The Unreasonable Effectiveness of Science

Or Why Effective Theories are so … Effective

Solids, liquids, gases.  What do these words really mean?  How about cell, organ, or human?  At a fundamental level, these things are complex assemblages of interacting subatomic particles.  But you probably have an easy time recognizing a human without knowing about their electron configurations; you might instead identify key characteristics like physical appearance or behavior.  These various abstractions help us understand the macro-world, but a seemingly naive philosophical question is “why can we do that?

Take gas as an example.  For most purposes, we can describe a gas by its density, temperature, and pressure, regardless of its microscopic makeup.  Helium and Nitrogen gas are made of different atoms; but, zooming out it doesn’t matter.  This feature is ubiquitous in science: at large enough or coarse enough scales, the underlying microscopic details become irrelevant and we can describe the collective behavior quite accurately using just a few emergent parameters. In a practical sense, our abstractions are the identification and naming of various collective phenomena.

Science works so incredibly well, in part for this very reason.  However, it is far from obvious why theories of higher-level behavior can work so well in the midst of ridiculous small-scale or low-level uncertainties.  With a nod to Eugene Wigner, why are these effective theories so … effective?  To get at the heart of the matter, let’s consider a simple game of flipping coins.

Flipping coins and flowing theories

Flip a coin.  Heads or tails?  Flip it again.  And again.  How often did the coin land heads up?  You should of course expect and find heads about half the time.

Although this experiment is perhaps laughably simple, there is surprisingly more to explore.  Notice that I said we expect heads about half the time—how variable is that result?  This is a high-level question: a single coin flip can only be heads or tails, but variance in results emerges once a collection of coin flips is considered.  Motivated by this, let’s instead flip the coin ten times and count the number of heads.  Then do it again.  And again.  We of course expect the average number of heads to be about five, but sometimes it’s four or maybe eight.  In a sense, we have coarse-grained­ our system, aggregating and averaging our flips, similar to digitizing a photograph into pixels.  I “performed” (via computer magic) a series of these experiments, and got the following results.

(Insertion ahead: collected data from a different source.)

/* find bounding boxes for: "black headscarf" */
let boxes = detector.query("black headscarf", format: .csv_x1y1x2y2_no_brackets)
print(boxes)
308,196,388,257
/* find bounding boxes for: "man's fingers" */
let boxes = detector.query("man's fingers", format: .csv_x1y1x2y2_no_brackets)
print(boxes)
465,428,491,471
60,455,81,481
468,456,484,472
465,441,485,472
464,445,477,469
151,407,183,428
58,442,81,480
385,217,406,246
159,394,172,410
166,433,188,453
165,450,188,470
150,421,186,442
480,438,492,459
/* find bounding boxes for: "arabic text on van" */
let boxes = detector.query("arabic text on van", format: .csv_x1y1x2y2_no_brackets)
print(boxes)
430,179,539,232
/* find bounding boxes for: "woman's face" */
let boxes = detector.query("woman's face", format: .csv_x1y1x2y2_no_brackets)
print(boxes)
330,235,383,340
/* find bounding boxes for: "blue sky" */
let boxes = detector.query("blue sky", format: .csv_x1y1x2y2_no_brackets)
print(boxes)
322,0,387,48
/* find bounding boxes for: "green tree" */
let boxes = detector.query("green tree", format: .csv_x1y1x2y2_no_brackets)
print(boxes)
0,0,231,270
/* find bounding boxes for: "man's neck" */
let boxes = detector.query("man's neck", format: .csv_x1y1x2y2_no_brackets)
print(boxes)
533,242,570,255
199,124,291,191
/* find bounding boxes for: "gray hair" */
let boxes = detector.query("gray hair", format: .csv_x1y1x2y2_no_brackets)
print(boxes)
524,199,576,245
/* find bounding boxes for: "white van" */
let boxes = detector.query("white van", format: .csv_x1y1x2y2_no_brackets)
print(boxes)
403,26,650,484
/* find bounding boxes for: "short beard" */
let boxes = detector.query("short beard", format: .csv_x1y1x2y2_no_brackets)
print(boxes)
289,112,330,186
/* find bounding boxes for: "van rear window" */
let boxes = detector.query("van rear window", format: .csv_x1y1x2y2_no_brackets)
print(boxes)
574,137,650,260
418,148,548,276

Histograms of coin-flipping experiments shows the limit to a Gaussian under coarse-graining.

These plots show histograms of my coin flipping experiments.  Each “experiment” consisted of 40 trials, and for each trial I “flipped” a coin a certain number of times and counted up the number of heads.  The red bars show the deviation over ten experiments.  Notice that the more we coarse-grain the system (more flips per trial), the more the distribution looks Gaussian—just what we would expect from the Central Limit Theorem.

The Gaussian at a glance

gaussian distributionThe Gaussian, often referred to as the “Bell-curve” because of its bell-like shape, is a distribution of probabilities or expectations that an event will occur with some frequency.  The distribution is centered on the average value (labeled “μ” above) such that about 68% of the outcomes should fall within one standard deviation “σ” above or below the average.  About 95% of the outcomes should fall within two standard deviations about the average.  The Gaussian is perhaps the most commonly encountered distribution in statistics as it accurately describes the outcomes of a large number of random, independent events.  The justification for its prominence is provided by the Central Limit Theorem (see text).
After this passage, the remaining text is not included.